ДЕВОЧКА ВАЛЯ И КРУШЕНЬЕ ИМПЕРИИ
Мир вступил в войну, которую, вероятно, за ее неслыханно кровопролитный характер, называют во всем мире Великой. У нас она забыта больше, чем на Западе, где с тех пор ничего равного ей по разрушительности и кровопролитности не случалось. В России чаще помнят лишь то, что война эта привела к еще более опустошительным бедствиям — к революции, октябрьскому перевороту, гражданской войне и тоталитарному террору. И уж, конечно, памятнее для нас новая кровопролитная (а следовательно, тоже Великая) вторая война. И все же можно ли было, живя в те годы, почти не заметить такую войну, как Великая первая? Конечно, можно. Он ее почти и не заметил, Володя Набоков, с которым случилось в ту пору самое главное, что может случиться с юношей: он влюбился. И это была не просто любовь — это была Первая любовь, подобная новому рождению, вознесшему его на высшую ступень блаженства перед окончательным изгнанием из рая русского детства. Эта первая любовь так властно заполняет его романы и стихи, так ощутимо пронизывает его творчество, что чуть не все его последующие женские образы, все любови и все искусительницы, как бы он ни называл их — Машенька, Тамара, Магда, Мариет, Лолита, Люсет, Марфинька, — все они хоть что-нибудь да унаследовали от этой его Первой Возлюбленной. Не многим земным женщинам выпало на долю столько литературной славы.

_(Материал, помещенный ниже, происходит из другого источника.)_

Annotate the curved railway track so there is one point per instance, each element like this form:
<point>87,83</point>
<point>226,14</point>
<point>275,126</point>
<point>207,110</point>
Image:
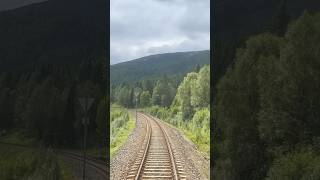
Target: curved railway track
<point>155,159</point>
<point>98,165</point>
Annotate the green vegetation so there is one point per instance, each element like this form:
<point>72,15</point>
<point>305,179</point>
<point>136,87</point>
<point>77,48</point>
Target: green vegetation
<point>189,110</point>
<point>267,107</point>
<point>122,124</point>
<point>19,163</point>
<point>182,102</point>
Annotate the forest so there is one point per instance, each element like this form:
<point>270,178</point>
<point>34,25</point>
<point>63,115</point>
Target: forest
<point>266,108</point>
<point>43,102</point>
<point>182,102</point>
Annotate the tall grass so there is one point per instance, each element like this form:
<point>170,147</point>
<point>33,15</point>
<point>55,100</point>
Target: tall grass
<point>121,124</point>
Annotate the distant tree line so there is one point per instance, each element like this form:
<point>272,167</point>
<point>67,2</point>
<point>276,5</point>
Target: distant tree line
<point>43,101</point>
<point>159,91</point>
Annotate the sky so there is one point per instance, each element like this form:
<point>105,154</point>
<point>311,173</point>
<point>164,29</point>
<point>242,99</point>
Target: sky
<point>145,27</point>
<point>12,4</point>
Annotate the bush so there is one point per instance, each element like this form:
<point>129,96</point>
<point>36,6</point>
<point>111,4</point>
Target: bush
<point>300,165</point>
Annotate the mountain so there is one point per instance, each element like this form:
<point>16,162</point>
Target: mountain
<point>233,19</point>
<point>157,65</point>
<point>12,4</point>
<point>53,32</point>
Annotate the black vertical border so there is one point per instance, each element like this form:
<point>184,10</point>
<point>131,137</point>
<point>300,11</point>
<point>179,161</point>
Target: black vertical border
<point>212,88</point>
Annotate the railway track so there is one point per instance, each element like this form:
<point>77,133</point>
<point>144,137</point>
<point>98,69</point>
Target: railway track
<point>98,165</point>
<point>155,159</point>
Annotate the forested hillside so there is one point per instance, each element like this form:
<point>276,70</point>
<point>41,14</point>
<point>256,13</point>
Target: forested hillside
<point>267,106</point>
<point>52,53</point>
<point>52,32</point>
<point>154,66</point>
<point>182,102</point>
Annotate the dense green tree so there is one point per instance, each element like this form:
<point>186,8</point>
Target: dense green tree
<point>145,99</point>
<point>268,105</point>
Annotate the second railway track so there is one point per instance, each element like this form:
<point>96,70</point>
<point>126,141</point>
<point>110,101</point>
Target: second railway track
<point>156,159</point>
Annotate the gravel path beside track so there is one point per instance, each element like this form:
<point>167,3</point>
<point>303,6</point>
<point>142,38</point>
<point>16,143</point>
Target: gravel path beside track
<point>194,163</point>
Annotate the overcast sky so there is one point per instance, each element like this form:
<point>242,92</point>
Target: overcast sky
<point>12,4</point>
<point>144,27</point>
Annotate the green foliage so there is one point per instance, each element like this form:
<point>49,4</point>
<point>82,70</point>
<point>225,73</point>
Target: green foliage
<point>189,110</point>
<point>145,99</point>
<point>268,102</point>
<point>184,95</point>
<point>300,165</point>
<point>154,66</point>
<point>30,164</point>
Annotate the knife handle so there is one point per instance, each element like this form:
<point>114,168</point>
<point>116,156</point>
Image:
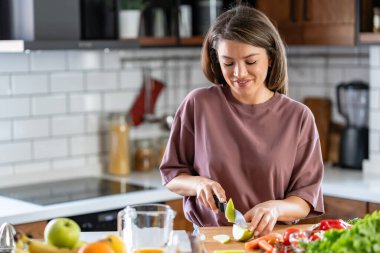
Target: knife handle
<point>219,205</point>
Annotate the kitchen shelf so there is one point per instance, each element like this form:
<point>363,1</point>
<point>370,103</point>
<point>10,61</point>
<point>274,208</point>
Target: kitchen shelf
<point>191,41</point>
<point>141,42</point>
<point>157,41</point>
<point>369,38</point>
<point>20,45</point>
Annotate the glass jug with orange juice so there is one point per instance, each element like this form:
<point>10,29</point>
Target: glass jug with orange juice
<point>146,228</point>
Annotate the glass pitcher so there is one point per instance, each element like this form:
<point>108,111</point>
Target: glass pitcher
<point>146,228</point>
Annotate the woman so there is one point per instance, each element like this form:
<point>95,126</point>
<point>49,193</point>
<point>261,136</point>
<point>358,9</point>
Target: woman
<point>243,138</point>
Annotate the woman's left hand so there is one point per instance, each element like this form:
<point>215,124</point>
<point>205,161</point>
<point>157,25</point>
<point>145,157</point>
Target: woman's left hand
<point>263,217</point>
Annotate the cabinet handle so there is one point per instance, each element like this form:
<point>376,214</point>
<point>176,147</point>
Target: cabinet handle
<point>292,6</point>
<point>305,12</point>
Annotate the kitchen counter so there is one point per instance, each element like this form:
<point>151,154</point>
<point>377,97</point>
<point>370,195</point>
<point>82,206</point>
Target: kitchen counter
<point>210,244</point>
<point>18,212</point>
<point>337,182</point>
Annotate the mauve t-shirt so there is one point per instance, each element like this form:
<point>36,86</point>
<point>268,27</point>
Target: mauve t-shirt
<point>261,152</point>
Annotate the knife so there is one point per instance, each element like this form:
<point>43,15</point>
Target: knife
<point>239,218</point>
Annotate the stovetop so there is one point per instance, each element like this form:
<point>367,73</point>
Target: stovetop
<point>69,190</point>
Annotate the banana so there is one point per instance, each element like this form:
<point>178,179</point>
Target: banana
<point>18,250</point>
<point>41,247</point>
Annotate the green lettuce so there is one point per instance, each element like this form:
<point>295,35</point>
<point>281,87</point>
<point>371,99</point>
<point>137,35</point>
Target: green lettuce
<point>363,237</point>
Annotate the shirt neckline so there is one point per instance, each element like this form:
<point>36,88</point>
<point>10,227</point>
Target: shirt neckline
<point>267,104</point>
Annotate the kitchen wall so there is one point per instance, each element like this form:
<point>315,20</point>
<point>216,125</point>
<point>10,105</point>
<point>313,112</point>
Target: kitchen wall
<point>54,104</point>
<point>371,167</point>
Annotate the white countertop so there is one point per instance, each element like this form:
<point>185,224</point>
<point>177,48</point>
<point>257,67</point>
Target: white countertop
<point>350,184</point>
<point>18,212</point>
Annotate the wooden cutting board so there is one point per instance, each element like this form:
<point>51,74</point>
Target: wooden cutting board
<point>210,244</point>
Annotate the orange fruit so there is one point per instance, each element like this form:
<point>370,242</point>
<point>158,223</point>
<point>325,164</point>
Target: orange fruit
<point>96,247</point>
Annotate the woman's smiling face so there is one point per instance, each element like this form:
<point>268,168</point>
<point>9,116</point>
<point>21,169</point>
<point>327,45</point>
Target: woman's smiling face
<point>244,68</point>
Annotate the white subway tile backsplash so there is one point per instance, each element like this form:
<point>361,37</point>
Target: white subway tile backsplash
<point>101,81</point>
<point>51,148</point>
<point>131,78</point>
<point>334,75</point>
<point>5,85</point>
<point>82,87</point>
<point>96,123</point>
<point>31,167</point>
<point>29,84</point>
<point>15,152</point>
<point>97,159</point>
<point>86,145</point>
<point>67,81</point>
<point>14,107</point>
<point>312,91</point>
<point>70,163</point>
<point>303,75</point>
<point>31,128</point>
<point>6,170</point>
<point>84,60</point>
<point>48,60</point>
<point>45,105</point>
<point>374,56</point>
<point>85,102</point>
<point>13,62</point>
<point>5,130</point>
<point>120,101</point>
<point>65,125</point>
<point>111,60</point>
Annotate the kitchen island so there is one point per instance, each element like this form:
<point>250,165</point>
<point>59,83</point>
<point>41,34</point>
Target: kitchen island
<point>337,183</point>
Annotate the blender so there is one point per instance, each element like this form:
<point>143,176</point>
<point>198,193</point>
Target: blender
<point>352,100</point>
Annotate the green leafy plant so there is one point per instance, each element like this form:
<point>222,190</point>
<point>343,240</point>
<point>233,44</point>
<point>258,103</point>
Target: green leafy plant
<point>132,4</point>
<point>363,237</point>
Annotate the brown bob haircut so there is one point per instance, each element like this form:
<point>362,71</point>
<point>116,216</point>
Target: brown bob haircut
<point>247,25</point>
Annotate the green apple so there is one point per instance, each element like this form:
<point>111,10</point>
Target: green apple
<point>241,234</point>
<point>62,233</point>
<point>230,211</point>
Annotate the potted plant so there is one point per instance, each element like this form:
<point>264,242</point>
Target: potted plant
<point>129,18</point>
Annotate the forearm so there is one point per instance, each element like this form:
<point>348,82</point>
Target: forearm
<point>184,184</point>
<point>292,208</point>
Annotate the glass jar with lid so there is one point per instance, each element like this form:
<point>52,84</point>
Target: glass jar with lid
<point>118,156</point>
<point>144,155</point>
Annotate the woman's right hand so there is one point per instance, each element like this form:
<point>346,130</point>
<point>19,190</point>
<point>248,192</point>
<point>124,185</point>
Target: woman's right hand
<point>206,189</point>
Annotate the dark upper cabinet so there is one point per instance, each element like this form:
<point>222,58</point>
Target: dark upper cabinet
<point>312,22</point>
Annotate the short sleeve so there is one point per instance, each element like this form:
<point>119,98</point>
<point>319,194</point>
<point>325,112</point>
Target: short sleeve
<point>308,167</point>
<point>179,153</point>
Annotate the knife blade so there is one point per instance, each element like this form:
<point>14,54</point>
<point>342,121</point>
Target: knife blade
<point>239,217</point>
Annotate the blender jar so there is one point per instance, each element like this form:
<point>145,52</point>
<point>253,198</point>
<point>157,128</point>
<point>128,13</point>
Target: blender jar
<point>146,228</point>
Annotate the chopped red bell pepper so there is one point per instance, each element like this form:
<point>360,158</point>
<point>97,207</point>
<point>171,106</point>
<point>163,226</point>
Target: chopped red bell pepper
<point>295,233</point>
<point>325,225</point>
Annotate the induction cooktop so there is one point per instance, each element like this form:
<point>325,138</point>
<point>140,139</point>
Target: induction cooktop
<point>69,190</point>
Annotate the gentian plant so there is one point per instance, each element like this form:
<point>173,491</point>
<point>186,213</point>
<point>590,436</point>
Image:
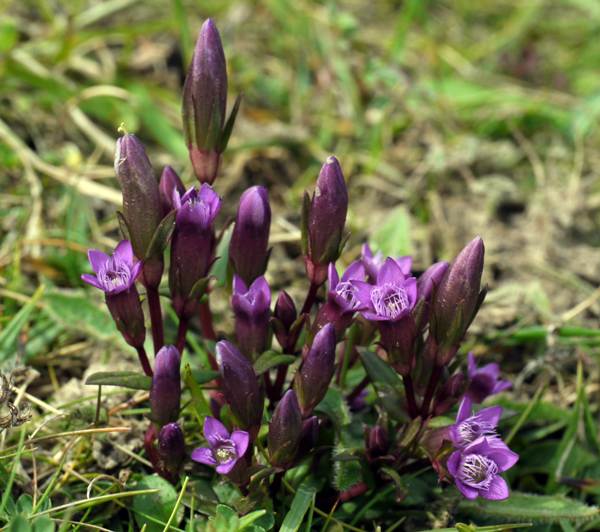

Его Беатриче звали не Люся, не Тамара и не Машенька, а Валечка, Валентина, Валя Шульгина. «„Что ж, мы мещаночки, мы ничего, значит, и не знаем,“— говорила она… но на самом деле она была и тоньше, и лучше, и умнее меня». Вот оно, признанье в любви через пятьдесят лет, еще и еще одно признанье. В любви к женщине, к девочке, к воспоминанию. Точнее, к девочке, сотворенной воспоминаньем. Сила этих сотен строк, о ней написанных, так впечатляюща, что какая-то юная то ли внучка, то ли внучатая племянница Вали Шульгиной и посегодня пишет из России почти родственные письма сестре покойного писателя (и Вали-то этой сроду не видевшей), не сознавая, что всей этой близостью, и этим родством, и этим бессмертием любви, ее неувядающей свежестью мы обязаны не какой-то там несравненной бабушке Вале, а несравненной литературе.